• U.S.

Teachers: Blooming by Deception

2 minute read
TIME

Critics of the public schools, particularly in urban ghettos, have long argued that many children fail to learn simply because their teachers do not expect them to. That proposition is effectively documented in a new book called Pygmalion in the Classroom (Holt, Rinehart & Winston; $4.95). The book tells of an ingenious experiment involving several teachers at a South San Francisco grade school who were deceived into believing that certain of their students had been spotted as “late bloomers.” Eight months later, the chil dren’s academic abilities showed dramatic improvement.

The deception was carried out by Pygmalion’s authors, Harvard Social Psychologist Robert Rosenthal and Lenore Jacobson, former principal of South San Francisco’s Spruce School. They told the teachers that a new test could predict which slow-learning students were likely to “show an unusual forward spurt of academic and intellectual functioning.” The exam, actually a routine but unfamiliar intelligence test, was given to all pupils. Teachers were then told which students had displayed a high potential for improvement. The names were actually drawn out of a hat.

When tested later, the designated late bloomers showed an average IQ gain of 12.22 points, while the rest of the student body gained 8.42 points.

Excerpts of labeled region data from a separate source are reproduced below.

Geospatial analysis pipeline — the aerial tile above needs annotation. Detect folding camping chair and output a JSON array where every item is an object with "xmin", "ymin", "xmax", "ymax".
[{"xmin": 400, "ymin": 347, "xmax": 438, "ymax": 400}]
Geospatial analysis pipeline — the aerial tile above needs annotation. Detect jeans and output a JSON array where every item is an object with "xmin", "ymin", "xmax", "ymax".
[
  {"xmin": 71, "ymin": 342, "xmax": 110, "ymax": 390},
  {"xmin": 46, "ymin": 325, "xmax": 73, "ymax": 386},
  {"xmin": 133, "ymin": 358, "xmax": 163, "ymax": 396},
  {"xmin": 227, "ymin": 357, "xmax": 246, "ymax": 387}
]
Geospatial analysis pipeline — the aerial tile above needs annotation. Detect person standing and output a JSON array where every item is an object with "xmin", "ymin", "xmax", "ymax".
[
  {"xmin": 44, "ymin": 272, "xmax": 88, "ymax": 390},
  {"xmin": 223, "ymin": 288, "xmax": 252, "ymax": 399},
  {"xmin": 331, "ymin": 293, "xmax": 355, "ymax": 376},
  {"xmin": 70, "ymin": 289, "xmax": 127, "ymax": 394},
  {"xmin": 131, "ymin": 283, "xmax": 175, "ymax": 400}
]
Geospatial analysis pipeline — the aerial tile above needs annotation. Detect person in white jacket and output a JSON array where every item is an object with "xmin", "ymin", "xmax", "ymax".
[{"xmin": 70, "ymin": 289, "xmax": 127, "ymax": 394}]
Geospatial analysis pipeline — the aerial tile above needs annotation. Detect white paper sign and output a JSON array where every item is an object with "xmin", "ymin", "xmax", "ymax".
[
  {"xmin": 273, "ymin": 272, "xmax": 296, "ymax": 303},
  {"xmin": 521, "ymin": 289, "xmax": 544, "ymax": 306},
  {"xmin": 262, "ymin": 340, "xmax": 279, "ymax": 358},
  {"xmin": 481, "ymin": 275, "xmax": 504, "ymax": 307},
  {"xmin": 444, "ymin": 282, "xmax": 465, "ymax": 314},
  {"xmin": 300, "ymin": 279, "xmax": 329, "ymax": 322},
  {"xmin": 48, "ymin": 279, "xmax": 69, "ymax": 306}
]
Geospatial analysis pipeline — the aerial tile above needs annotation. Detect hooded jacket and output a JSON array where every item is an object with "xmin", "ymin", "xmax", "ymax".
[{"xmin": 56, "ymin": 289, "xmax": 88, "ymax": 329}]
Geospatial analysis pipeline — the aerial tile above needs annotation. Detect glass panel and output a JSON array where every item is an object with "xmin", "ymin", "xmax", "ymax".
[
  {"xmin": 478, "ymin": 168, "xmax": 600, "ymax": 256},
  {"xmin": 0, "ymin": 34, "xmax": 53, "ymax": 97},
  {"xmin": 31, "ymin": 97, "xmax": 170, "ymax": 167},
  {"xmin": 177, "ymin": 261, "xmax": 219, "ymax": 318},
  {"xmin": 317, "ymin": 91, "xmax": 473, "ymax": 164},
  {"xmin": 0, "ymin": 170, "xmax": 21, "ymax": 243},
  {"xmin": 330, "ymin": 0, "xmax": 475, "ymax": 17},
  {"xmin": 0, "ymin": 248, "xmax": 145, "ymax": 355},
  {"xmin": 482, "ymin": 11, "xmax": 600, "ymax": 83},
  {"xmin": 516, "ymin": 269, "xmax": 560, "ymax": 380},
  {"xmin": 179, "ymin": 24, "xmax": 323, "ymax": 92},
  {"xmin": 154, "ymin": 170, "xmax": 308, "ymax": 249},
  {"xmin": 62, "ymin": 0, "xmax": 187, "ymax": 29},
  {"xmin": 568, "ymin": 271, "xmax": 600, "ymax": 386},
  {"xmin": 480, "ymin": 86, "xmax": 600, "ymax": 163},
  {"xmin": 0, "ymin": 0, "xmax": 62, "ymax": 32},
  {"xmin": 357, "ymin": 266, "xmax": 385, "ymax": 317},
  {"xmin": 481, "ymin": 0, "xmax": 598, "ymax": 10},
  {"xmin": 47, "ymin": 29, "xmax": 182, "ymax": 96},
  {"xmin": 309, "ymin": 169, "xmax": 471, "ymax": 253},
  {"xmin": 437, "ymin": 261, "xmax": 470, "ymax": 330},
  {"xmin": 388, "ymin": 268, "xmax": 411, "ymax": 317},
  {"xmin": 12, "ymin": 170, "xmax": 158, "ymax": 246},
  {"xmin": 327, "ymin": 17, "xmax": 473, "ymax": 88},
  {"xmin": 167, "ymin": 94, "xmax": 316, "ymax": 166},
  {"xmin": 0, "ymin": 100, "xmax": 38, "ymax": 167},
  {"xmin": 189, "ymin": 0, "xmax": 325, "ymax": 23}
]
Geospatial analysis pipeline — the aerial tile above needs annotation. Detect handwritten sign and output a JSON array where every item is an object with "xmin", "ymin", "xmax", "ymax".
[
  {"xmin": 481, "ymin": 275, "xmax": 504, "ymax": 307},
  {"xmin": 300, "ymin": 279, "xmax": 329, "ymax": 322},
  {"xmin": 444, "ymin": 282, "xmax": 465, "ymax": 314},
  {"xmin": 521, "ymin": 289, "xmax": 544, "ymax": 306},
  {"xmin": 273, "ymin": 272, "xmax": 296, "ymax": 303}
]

The gains were most dramatic in the lowest grades. First-graders whose teachers expected them to advance intellectually jumped 27.4 points, second-graders 16.5 points. There were similar gains in reading ability. One young Mexican American, who had been classified as mentally retarded with an IQ of 61, scored 106 after his selection as a late bloomer.

Rosenthal and Jacobson politely refrain from moralizing, suggesting only that “teachers’ expectations of their pupils’ performance may serve as self-fulfilling prophecies.” But the findings raise some fundamental questions about teacher training. They also cast doubt on the wisdom of assigning children to classes according to presumed ability, which may only mire the lowest groups into self-confining ruts. If children tend to become the kind of students their teachers expect them to be, the obvious need is to raise the teachers’ sights. Or, as Eliza Doolittle says in Shaw’s Pygmalion, “The difference between a lady and a flower girl is not how she behaves, but how she’s treated.”